CC: What about Gayle?

HP: You have to get him out early, at the start of the innings. That is when he struggles the most — against the new ball. He tries to knock around a few balls for singles and see the new ball off first. Once he settles at the wicket, you will go for runs. So the first few overs are the most crucial ones to him. Bowling within the stumps is your best bet against Chris.

CC: What has been your most memorable moment with RCB?

HP: Getting Sachin Tendulkar’s wicket was my most memorable moment. That is something I will remember for a very long time.

CC: Take us through that dismissal. What was going through your mind before bowling to him, and what did you feel just after?
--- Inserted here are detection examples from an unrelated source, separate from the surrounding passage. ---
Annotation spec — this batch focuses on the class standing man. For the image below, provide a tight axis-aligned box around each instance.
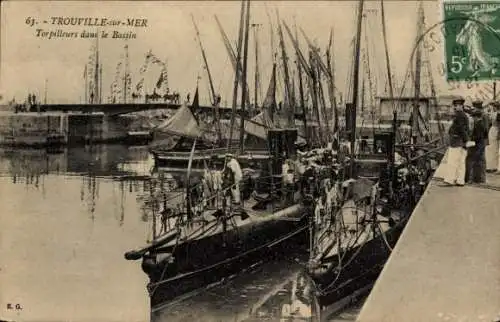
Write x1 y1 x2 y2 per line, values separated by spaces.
226 153 243 207
468 101 489 183
444 99 469 186
485 102 500 172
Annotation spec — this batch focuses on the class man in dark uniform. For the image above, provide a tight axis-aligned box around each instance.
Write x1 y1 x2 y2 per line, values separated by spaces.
444 99 469 186
467 101 489 183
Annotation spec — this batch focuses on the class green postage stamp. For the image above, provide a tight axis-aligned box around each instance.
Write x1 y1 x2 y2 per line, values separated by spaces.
443 0 500 82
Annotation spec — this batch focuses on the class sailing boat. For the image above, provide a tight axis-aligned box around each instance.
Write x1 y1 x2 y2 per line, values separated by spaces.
125 2 311 307
307 0 442 311
125 121 310 306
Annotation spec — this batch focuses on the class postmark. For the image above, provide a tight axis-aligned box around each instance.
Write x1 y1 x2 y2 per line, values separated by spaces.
405 0 500 104
442 0 500 82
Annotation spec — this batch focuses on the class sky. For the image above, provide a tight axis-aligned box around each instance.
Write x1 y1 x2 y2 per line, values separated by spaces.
0 1 492 103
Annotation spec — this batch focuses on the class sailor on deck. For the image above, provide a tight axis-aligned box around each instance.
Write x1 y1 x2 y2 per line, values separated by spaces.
444 99 469 186
282 159 295 204
226 153 243 205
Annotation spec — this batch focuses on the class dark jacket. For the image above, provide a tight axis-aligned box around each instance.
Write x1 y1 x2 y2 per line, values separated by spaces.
471 112 490 147
482 113 493 145
448 111 469 148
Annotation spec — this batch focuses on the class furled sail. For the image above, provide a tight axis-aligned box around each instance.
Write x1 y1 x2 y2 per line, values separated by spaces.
155 103 202 139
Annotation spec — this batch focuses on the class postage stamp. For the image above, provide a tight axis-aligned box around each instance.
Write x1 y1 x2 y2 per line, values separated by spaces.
443 0 500 82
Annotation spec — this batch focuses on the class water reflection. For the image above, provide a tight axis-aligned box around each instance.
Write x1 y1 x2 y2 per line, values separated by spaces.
152 259 313 322
0 145 364 321
0 147 150 321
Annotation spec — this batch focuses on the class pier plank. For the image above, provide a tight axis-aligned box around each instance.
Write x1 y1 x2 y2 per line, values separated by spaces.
357 175 500 322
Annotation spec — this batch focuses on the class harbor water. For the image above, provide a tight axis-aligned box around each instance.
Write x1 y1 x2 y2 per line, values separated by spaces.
0 145 368 321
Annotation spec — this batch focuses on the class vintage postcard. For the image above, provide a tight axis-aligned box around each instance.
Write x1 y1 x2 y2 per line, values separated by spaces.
0 0 500 322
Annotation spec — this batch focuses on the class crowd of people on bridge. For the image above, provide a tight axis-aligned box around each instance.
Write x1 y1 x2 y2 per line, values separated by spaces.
443 99 500 186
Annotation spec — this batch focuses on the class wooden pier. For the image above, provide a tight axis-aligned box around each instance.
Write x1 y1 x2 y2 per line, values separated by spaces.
357 162 500 322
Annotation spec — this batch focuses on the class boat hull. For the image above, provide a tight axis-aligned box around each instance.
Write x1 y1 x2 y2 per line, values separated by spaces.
142 209 309 308
309 219 407 308
151 150 270 168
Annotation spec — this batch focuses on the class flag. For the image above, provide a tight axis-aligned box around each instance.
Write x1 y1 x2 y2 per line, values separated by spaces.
156 73 163 89
262 65 276 116
190 85 200 125
135 78 144 92
191 86 200 109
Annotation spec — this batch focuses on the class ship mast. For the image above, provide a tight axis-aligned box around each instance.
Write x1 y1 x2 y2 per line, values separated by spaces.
43 78 47 104
294 19 309 142
191 14 221 142
326 28 339 136
240 0 250 153
92 33 99 104
410 2 424 144
346 0 364 177
252 23 261 108
123 45 129 104
191 14 217 106
227 0 245 150
276 11 295 127
214 16 250 103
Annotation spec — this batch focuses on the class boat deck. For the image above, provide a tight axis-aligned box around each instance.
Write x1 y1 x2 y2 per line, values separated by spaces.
357 166 500 322
158 192 302 246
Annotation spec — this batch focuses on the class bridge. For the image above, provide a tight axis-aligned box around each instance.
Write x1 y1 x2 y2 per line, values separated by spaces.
357 164 500 322
40 103 252 116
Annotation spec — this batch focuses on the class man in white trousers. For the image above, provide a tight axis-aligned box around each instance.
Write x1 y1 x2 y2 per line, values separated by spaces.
226 153 243 207
444 99 469 186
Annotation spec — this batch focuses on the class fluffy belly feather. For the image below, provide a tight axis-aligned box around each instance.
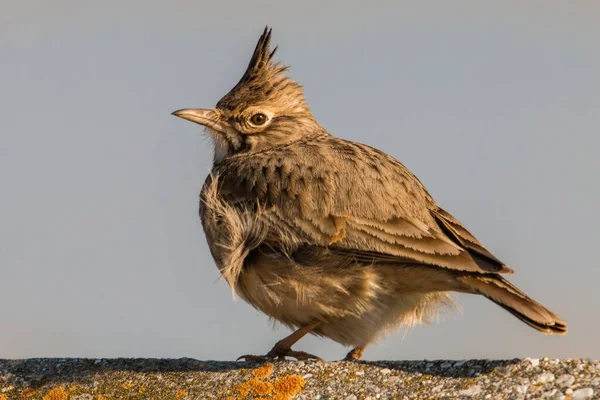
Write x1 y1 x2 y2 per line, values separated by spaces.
236 254 455 347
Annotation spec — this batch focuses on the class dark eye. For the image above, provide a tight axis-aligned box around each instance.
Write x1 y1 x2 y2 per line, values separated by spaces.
250 113 267 126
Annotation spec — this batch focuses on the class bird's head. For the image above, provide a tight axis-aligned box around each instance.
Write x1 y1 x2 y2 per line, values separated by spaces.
173 28 324 162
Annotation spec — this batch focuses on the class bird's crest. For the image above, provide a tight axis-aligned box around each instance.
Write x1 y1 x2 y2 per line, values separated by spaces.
217 27 304 110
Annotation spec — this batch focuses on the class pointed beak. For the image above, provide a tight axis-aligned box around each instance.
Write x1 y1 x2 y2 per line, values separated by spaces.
171 108 227 132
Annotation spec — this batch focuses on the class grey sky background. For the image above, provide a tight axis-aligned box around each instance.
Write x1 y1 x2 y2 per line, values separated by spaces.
0 0 600 360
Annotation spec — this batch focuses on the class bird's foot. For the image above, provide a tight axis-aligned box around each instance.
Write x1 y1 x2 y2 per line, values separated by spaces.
344 347 365 361
236 342 323 361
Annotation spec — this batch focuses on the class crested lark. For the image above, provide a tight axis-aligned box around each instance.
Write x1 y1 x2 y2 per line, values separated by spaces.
173 29 567 359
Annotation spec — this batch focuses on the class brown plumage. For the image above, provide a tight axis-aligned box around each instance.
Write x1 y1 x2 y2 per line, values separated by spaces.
174 29 567 359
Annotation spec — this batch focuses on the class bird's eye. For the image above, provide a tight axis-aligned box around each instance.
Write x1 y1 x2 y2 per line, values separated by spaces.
250 113 267 126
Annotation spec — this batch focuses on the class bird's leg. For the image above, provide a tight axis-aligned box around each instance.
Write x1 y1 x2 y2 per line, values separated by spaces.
344 346 365 361
238 321 322 361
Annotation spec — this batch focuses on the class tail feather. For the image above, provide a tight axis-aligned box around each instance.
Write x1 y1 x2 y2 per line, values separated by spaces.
458 274 567 335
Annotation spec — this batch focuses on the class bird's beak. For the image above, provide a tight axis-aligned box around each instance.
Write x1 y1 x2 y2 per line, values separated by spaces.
171 108 227 132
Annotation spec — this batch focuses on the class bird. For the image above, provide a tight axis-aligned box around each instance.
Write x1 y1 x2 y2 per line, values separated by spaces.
172 27 567 360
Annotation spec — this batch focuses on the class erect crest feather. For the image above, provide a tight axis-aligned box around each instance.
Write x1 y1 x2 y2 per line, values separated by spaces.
217 27 304 110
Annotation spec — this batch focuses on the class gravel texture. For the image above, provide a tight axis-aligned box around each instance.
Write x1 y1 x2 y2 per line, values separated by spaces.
0 358 600 400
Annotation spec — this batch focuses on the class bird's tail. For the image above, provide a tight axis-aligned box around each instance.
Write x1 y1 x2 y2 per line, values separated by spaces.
458 274 567 335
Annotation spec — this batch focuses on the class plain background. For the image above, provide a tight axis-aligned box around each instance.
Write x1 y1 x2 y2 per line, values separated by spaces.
0 0 600 360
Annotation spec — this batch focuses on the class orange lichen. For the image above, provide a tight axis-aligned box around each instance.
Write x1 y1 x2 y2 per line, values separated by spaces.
225 363 306 400
252 363 275 379
42 386 69 400
21 388 38 397
273 375 306 399
236 378 273 399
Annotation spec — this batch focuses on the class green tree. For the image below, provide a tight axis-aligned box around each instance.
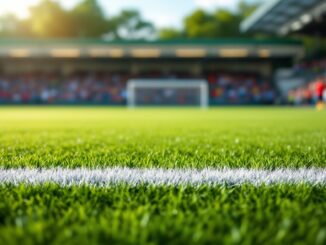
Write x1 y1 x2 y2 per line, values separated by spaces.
70 0 112 37
110 10 155 40
159 27 185 39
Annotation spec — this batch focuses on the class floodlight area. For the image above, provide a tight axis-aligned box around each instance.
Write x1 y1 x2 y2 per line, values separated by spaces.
50 49 80 58
258 49 271 58
9 49 30 58
127 79 209 108
218 49 249 58
89 48 124 58
175 49 207 58
131 49 161 58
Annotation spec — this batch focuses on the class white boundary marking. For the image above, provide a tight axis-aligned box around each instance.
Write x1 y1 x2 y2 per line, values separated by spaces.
0 167 326 187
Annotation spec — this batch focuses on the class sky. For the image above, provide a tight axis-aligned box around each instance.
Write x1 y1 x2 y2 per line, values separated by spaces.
0 0 252 27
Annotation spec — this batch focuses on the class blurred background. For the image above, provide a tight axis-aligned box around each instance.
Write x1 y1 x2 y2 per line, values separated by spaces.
0 0 326 106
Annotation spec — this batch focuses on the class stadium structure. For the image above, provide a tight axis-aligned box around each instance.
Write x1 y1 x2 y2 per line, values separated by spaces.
240 0 326 105
0 39 304 105
241 0 326 36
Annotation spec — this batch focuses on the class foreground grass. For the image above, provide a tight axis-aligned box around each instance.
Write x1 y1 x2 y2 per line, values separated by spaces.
0 107 326 244
0 185 326 244
0 107 326 168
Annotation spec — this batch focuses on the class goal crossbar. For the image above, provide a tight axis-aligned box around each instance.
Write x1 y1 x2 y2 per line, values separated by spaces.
127 79 209 108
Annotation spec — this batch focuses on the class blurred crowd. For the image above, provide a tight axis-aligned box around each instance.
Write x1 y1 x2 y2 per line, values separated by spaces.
208 73 276 104
0 74 127 104
288 76 326 105
0 72 276 105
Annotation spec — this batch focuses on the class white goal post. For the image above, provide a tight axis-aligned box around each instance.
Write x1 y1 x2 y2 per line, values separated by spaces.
127 79 209 108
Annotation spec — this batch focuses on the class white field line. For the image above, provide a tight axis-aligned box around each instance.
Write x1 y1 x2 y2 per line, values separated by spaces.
0 167 326 187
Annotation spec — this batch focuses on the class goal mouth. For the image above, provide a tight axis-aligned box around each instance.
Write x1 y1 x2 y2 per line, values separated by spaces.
127 79 209 108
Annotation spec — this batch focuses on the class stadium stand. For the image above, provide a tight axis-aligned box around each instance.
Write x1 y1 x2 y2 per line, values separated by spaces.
241 0 326 36
0 39 303 105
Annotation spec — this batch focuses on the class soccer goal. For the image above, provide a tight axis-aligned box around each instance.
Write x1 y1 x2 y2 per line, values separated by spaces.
127 79 209 108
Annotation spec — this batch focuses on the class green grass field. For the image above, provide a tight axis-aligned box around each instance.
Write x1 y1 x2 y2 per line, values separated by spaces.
0 107 326 244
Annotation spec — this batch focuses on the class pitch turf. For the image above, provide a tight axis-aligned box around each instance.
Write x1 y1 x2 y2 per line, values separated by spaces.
0 107 326 244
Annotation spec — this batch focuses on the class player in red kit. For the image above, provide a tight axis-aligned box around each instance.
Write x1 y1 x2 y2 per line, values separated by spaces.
315 77 326 110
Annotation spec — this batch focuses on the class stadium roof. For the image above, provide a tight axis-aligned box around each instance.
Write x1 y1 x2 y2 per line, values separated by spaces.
241 0 326 36
0 39 303 58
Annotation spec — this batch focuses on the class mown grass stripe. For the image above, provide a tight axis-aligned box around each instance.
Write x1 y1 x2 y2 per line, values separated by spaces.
0 167 326 186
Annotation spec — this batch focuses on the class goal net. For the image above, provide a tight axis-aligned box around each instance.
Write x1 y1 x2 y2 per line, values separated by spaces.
127 79 208 108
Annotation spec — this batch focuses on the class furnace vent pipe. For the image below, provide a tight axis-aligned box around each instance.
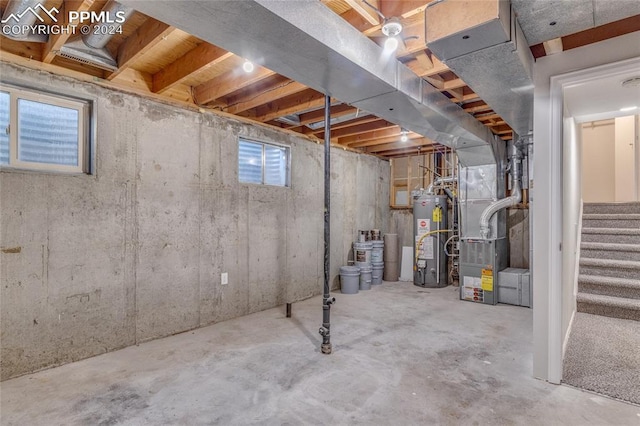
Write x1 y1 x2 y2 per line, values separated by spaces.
82 0 135 49
2 0 48 43
480 144 522 239
427 176 456 194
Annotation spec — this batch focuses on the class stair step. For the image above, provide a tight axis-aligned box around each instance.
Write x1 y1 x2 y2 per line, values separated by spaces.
582 213 640 229
583 202 640 214
576 292 640 321
578 275 640 299
580 257 640 279
582 226 640 244
580 242 640 261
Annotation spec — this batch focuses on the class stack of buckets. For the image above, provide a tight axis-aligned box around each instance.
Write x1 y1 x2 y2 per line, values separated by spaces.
340 229 384 294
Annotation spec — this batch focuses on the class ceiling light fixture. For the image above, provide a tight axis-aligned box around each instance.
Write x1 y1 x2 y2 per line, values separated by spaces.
621 76 640 87
242 60 255 73
382 16 402 37
382 17 402 52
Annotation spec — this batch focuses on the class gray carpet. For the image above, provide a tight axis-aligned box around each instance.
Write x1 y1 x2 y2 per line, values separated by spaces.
563 312 640 405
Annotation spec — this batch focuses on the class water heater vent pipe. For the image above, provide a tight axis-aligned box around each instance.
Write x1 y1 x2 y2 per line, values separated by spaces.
427 176 456 194
480 144 522 239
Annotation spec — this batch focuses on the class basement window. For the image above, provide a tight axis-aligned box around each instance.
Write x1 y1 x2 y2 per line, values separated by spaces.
238 138 290 186
0 86 90 173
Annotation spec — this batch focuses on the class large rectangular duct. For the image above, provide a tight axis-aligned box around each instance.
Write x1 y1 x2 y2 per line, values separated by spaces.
425 0 533 135
122 0 497 162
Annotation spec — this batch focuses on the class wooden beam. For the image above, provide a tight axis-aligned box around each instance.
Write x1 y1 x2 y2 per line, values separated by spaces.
241 89 324 122
405 52 449 77
345 0 380 25
349 132 424 148
462 100 491 114
222 80 308 114
107 18 175 80
380 0 431 18
562 15 640 51
542 37 564 55
300 104 356 124
153 42 233 93
338 126 400 146
447 87 464 102
364 138 433 153
42 0 94 64
318 117 396 139
311 113 380 138
193 67 275 105
283 104 358 133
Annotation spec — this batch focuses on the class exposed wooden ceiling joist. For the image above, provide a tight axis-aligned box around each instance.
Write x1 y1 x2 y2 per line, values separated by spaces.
107 18 175 80
193 67 275 105
152 43 234 93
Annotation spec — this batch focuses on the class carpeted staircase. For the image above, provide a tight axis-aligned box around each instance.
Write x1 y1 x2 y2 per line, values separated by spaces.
577 203 640 321
562 203 640 405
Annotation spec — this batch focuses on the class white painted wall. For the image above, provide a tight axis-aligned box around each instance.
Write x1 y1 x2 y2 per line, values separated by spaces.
562 117 583 352
531 32 640 383
614 115 640 202
582 119 616 203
HP: I didn’t really feel anything special at the time. When I look back now obviously it feels good. Now that he has retired I am not going to bowl to him ever again in a competitive game.

CC: Okay, on to a lighter topic. Who is the team joker?

HP: It has to be Virat [Kohli].

CC: Even though he is the captain?

HP: Yeah, he jokes around a lot.

CC: What is Kohli like off the field?

HP: He is laidback at times, but all in all he is a very intense guy.

CC: Who is the best dancer of the team?

HP: (Laughs) It has to be Chris [Gayle]!

CC: Let’s have a few rapid fire questions now. Using just one word, describe the following players:

CC: Muttiah Muralitharan…

HP: Street-smart.

CC: Mitchell Starc…

HP: Fiery.

CC: Yuvraj Singh…

HP: Confident.

CC: Harshal Patel…                   

HP: (Laughs) I don’t know. That is something you guys can say better than me.

CC: Who do you think will be India’s main players at the ICC World Cup 2015?

HP: In the bowling department Umesh Yadav, and in the batting department Rohit Sharma, Kohli, and MS Dhoni.

CC: What does your gut say about India’s chances at the World Cup?

HP: Usually going into big tournaments when you play against quality sides you tend to experiment a lot with the combinations. The bowlers and batsmen tend to experiment a lot as well. So I get the feeling that the tri-series was like an experiment for them. Hopefully they will pull their socks up and do well in the World Cup.

CC: And finally, what is your goal in life?

HP: I want to play good, quality cricket for as long as I can. I want to contribute as much as I can for whichever team I play for. During the journey if any junior players come along, I would like to share my experiences with them. I just want to enjoy this beautiful game that I love, and play for as long as I can.